Prevention Strategies:
Meticulous patient selection
Thorough preoperative assessment of the lesion's characteristics
Careful surgical technique with adequate visualization and margins
Complete specimen retrieval
Appropriate management of the rectal defect post-excision
Judicious use of stool softeners and pain management.
Prognosis
Factors Affecting Prognosis:
Histological grade of the tumor
Depth of invasion (T stage)
Presence of lymphovascular invasion
Completeness of surgical resection (margin status)

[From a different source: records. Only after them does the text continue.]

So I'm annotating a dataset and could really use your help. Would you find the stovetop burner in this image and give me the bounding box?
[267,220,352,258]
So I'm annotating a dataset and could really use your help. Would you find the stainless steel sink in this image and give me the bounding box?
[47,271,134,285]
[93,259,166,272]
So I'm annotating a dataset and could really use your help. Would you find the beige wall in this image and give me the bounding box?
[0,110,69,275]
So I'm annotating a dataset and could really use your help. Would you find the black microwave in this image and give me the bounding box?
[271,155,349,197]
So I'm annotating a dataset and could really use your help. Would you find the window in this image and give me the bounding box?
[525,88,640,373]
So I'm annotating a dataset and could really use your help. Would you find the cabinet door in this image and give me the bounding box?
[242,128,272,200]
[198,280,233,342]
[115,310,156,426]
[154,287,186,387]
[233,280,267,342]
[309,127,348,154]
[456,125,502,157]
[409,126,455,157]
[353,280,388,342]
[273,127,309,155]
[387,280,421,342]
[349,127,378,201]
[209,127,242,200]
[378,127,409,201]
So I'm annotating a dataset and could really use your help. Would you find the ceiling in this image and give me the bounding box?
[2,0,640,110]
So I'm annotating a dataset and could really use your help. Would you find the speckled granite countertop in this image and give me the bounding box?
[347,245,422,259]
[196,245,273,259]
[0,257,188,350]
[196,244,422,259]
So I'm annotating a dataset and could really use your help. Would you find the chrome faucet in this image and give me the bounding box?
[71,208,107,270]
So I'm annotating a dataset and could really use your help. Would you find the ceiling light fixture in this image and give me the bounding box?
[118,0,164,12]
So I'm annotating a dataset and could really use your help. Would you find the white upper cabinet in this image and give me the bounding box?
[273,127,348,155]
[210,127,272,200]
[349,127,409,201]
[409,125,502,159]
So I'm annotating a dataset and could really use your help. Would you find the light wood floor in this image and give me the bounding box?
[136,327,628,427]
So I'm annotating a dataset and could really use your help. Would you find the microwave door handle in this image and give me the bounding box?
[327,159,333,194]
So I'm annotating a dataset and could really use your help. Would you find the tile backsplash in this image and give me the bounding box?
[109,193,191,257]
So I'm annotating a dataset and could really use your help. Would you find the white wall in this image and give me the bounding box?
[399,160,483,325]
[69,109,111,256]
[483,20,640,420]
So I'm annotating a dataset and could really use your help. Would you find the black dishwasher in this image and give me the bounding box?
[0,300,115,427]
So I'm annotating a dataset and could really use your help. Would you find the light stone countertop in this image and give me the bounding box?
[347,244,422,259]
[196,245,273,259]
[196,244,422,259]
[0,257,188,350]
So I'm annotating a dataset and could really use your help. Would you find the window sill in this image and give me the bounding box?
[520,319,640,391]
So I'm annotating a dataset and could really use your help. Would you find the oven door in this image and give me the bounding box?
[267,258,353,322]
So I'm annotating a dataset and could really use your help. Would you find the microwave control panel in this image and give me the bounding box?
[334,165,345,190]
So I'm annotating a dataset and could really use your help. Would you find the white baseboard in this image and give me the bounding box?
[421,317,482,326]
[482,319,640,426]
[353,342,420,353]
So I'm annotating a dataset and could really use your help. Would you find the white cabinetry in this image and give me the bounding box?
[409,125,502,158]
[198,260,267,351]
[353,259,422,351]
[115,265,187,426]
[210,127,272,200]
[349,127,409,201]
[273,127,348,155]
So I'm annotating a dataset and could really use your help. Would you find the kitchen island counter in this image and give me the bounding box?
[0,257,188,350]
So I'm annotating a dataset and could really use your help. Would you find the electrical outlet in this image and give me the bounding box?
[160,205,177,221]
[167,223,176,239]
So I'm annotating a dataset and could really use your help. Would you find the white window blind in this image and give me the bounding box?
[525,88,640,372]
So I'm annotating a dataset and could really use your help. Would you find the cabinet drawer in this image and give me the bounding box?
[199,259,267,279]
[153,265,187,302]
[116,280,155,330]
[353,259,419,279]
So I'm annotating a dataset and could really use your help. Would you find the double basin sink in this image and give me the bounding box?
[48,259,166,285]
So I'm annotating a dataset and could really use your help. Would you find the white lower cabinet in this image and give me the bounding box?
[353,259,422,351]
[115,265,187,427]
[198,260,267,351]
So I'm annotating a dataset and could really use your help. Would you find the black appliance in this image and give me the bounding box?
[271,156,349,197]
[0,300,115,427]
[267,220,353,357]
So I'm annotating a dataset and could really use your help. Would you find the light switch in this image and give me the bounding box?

Skill and experience of the surgeon
Location and size of the lesion.
Outcomes:
For benign lesions like adenomas, TAMIS offers a high rate of complete eradication with minimal morbidity
For selected early rectal cancers, TAMIS can achieve oncological outcomes comparable to radical surgery, with the significant advantage of sphincter preservation and reduced functional deficits
Recurrence rates are dependent on lesion characteristics and adherence to oncological principles.
Follow Up:
Follow-up typically involves regular rectal examinations and endoscopic surveillance (colonoscopy and/or flexible sigmoidoscopy) to detect local recurrence or metachronous lesions
The frequency and duration of follow-up depend on the initial diagnosis and risk factors
Imaging modalities may be used for staging and restaging in cases of malignancy.
Key Points
Exam Focus:
TAMIS is a valuable technique for local excision of selected rectal lesions, offering improved visualization and dissection over traditional TAE
Key indications include large adenomas and early-stage rectal cancers where sphincter preservation is desired
Complete resection with negative margins is paramount for oncological outcomes
Complications include bleeding, pain, and potential recurrence.
Clinical Pearls:
Always assess the lesion's size, location, and depth of invasion meticulously preoperatively
Ensure adequate visualization by CO2 insufflation and proper rectoscope positioning
Use articulating instruments for optimal dissection
Retrieve the specimen intact in a bag to prevent fragmentation and ensure accurate pathology
Close large defects in the rectal wall to minimize sepsis risk.
Common Mistakes:
Attempting TAMIS for lesions that are too large or deeply invasive
Inadequate visualization leading to incomplete resection or injury to surrounding structures
Failure to achieve clear margins
Poor specimen retrieval leading to fragmented pathology
Neglecting to close significant rectal wall defects, increasing the risk of pelvic sepsis.